ブログ小説 焔-HOMURA-[integral] 第154回


堂々巡り。


 宙を舞ったマウンテンバイクが道路でバウンドし、向かい側の縁石にぶつかって止まった。爆風で吹っ飛んだのだ。星が落ちてきたかのように道路がきらきらと輝いているのは、入口に鎮座していた自動ドアの欠片が辺り一帯に降り注いだから。牢獄としての機能を失った刑務所から逃げ出した囚人たちのように、ビルの入口から出てきた、濃密なまでの灰色の煙が、夜空を濁していた。

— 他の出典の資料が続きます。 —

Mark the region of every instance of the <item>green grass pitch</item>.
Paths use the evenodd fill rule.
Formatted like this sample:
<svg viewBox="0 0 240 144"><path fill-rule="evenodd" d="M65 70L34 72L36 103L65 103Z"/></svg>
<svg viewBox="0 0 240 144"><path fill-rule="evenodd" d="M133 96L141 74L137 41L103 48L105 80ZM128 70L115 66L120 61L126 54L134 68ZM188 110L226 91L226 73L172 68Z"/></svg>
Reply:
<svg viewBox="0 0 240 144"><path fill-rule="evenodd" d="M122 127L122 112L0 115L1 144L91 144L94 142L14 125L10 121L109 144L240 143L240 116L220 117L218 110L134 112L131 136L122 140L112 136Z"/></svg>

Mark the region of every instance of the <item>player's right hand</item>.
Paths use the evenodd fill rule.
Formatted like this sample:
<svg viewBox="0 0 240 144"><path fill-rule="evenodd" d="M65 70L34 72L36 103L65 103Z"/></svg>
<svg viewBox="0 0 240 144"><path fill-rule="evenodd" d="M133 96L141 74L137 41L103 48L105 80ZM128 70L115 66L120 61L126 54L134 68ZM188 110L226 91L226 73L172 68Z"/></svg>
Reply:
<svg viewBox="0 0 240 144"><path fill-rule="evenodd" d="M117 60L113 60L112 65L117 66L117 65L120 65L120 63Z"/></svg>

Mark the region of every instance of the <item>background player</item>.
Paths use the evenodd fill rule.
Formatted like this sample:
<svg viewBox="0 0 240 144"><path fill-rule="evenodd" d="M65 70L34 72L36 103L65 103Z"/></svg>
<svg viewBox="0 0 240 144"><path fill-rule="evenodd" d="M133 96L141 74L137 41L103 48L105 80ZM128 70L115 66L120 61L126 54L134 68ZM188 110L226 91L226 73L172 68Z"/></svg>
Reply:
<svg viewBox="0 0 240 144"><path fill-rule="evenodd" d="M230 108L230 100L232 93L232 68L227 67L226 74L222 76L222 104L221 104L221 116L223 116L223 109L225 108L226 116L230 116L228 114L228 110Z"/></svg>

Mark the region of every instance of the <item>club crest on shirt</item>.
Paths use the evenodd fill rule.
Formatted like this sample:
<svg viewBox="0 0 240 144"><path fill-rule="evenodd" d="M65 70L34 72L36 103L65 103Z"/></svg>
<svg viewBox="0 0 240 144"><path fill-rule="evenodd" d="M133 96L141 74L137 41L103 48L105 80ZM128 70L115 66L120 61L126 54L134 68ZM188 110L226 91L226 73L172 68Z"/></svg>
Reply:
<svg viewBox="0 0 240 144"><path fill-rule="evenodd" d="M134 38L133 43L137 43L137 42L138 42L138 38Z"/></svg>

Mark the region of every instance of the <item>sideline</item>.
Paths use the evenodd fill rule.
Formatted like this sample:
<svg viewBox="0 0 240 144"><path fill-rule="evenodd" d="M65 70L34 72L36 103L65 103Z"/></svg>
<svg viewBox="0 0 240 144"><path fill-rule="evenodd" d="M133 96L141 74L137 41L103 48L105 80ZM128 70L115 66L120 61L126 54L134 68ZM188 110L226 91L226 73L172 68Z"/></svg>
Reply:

<カザギワ>は、混乱していた。SUVのフロントガラスのすぐ下に設置された、車載型の無線機が、休む間もなくいくみに状況の確認を行っている様子で、それが分かる。何度も同じことを聞かれるので、既にいくみは飽きているようだった。運転席側のドアの肘掛けに肘を置き、頬杖を突きながら、マイクに向かって気のない返事を繰り返している。

「ちゃんと、仕事したら?」
 鈴乃の言葉に、いくみは欠伸混じりで答えた。
「してるわよ。ちゃんと、状況の確認に答えてるでしょ。“異常なし”ってね。それとも、何?“うちの娘が、厄介という言葉を教えました、どうぞ!”とでも言う?」
「あなたが必要だと思うんなら、やれば?」
「必要だとは思わないから、やらないわ」いくみは言った。「桧垣君も、初っ端から面倒なことになったわね」

<カザギワ>と<ツガ>の共同で行われている(あるいは、その予定だった)、この<デイライト>掃討作戦。<カザギワ>側の責任者は、桧垣だった。<カザギワ・ビル>という本拠地の中で仕事をするだけだった彼が、初めて外に出た初陣だ。鈴乃は、同情を禁じえなかった。

「当の本人は、何て言ってるの?」
「無線には出てこないわよ。そんな場合じゃないもの。部下から集まる情報を整理して、そこから今、どういった状況にあるのかという答えを出すのに、必死に頭を回転させているはずよ。かわいそうに。あの<ミタライ・ビル>みたいに、彼の頭がそのうちに、オーバーヒートで煙を吹き始めても、不思議じゃないわ」

 白黒のぎざぎざの縞模様のお陰でかわいさが減退している、丸い黒レンズのサングラスをかけた、うさぎのぬいぐるみに、鈴乃が教えた「厄介なことになったわね」の台詞を繰り返していたこのみが、顔を上げて鈴乃を見た。

「“やっかい”って、どんな貝?」

 冗談ではなかった。まだ情報の蓄積が足りない脳で、彼女なりに必死に考え、“やっかい”という言葉を吟味した結果の質問だった。純粋な好奇心で輝く目を見れば、それは分かった。鈴乃は言った。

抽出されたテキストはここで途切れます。